What this case shows
This case highlights the high bar for obtaining a costs order in the Employment Tribunal. The employer, Xace Limited, applied for over £12,000 in costs after the former employee disclosed an occupational health report two weeks before a preliminary hearing, rather than by the earlier deadline. The tribunal rejected the application, finding that the late disclosure was not unreasonable.
What the employer could have done differently
Xace Limited argued that the claimant had breached tribunal orders and acted unreasonably. However, the tribunal noted that the claimant had already provided substantial medical evidence, including reports from a psychologist and psychiatrist. The occupational health report was simply forgotten and disclosed promptly when remembered.
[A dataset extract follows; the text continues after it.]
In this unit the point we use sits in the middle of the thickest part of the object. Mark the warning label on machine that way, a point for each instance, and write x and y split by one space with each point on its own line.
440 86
The employer could have avoided the costs application by considering whether the late disclosure caused any real prejudice, rather than assuming any breach automatically justified costs.
Why this matters
Costs orders are the exception, not the rule, in employment tribunals. Even where a party fails to comply with an order, the tribunal will consider the nature of the breach, whether it was deliberate, and whether it caused significant disruption. This case serves as a reminder that a minor, unintentional delay in disclosure is unlikely to result in a costs award, especially where the disclosing party has otherwise cooperated and provided relevant evidence.